Halitosis and Tooth and Gum Disease
Periodontal gum disease is a very serious condition that can affect your overall health, and can destroy the health of your teeth. Read on to find out how you can prevent tooth and gum disease for yourself and your family, and how you can notice its symptoms quickly.
Preventing Gum Infection
Gum disease can be contracted if your mouth is not cleaned properly, or if you don’t clean your mouth as frequently as you should. So, after each meal (or snack), you should be sure to brush your teeth or rinse your mouth with an antiseptic mouthwash, preferably both.

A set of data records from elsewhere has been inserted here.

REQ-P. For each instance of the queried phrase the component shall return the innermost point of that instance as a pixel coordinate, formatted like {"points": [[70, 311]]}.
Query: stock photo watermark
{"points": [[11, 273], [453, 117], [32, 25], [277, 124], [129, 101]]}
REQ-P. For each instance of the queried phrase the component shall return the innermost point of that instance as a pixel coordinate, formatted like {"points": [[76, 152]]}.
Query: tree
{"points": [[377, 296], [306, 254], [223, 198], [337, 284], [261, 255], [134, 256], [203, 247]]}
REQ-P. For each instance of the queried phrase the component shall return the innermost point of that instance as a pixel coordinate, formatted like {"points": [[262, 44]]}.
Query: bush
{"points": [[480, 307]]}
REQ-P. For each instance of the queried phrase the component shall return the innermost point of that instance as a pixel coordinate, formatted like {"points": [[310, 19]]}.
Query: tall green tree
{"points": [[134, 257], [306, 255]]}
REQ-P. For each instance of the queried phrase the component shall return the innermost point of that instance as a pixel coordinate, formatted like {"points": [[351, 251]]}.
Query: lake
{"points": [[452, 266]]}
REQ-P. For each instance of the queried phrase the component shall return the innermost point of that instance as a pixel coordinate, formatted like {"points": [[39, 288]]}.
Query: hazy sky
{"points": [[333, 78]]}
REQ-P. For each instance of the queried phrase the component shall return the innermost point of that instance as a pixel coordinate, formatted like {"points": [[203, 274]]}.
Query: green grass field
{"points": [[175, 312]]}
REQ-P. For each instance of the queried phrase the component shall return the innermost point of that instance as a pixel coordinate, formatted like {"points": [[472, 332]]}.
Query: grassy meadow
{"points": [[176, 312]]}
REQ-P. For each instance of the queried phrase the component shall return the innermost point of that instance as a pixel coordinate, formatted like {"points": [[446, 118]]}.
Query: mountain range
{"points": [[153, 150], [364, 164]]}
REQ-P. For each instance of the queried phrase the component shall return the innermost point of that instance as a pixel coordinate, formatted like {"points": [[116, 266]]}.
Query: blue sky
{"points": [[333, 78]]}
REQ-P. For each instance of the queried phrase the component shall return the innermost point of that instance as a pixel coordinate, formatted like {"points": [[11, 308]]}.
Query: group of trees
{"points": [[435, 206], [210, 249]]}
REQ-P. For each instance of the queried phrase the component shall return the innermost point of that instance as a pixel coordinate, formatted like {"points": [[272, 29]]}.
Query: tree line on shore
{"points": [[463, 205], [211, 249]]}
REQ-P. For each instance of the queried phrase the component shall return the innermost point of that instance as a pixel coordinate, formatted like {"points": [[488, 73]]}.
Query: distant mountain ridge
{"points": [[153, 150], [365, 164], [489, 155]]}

You should also make sure that you are flossing at least once or twice a day-although flossing too often could cause your gums to bleed. This could be an indication of gum infection, so if you are experiencing pain or discomfort after flossing, then merely brush gently and advise your dentist as soon as you can to get more advice on treatment.
Spotting a Gum Disease Symptom
Some other symptoms that you may observe include pain or considerable sensitivity in the teeth or gums (especially when you’re eating), and your teeth may not feel the same in your mouth when you’re chewing your food. You may also notice puss in and around your gums, which is a distinct indication of periodontal disease.
Swollen gums or toothache even when you’re not eating can also be a sign of periodontal disease, so if you are having any of these symptoms, you should make certain that you visit your dentist as soon as you can in order to look into the treatment options that will work best for you.
Gum Disease Treatment
There are several treatments that you can take advantage of in order to get rid of gum disease, and many of them do not require surgery. You can get your gums and teeth thoroughly cleaned at the dentist’s office if you are in the early stages of periodontal disease, and you may be given a regimen to follow that includes flossing or brushing with gentler utensils in order to heal your gums.
You can also talk to your dentist about soft tissue grafts, a procedure that uses soft tissue from other parts of the mouth to restore the parts of the gum that have been damaged by the condition. You can also undergo crown lengthening, which elongates the crown and makes the teeth look longer. Many times, people with short crowns experience periodontal disease because there is unusual gum space in the mouth, which makes it easier for bacteria to enter the mouth.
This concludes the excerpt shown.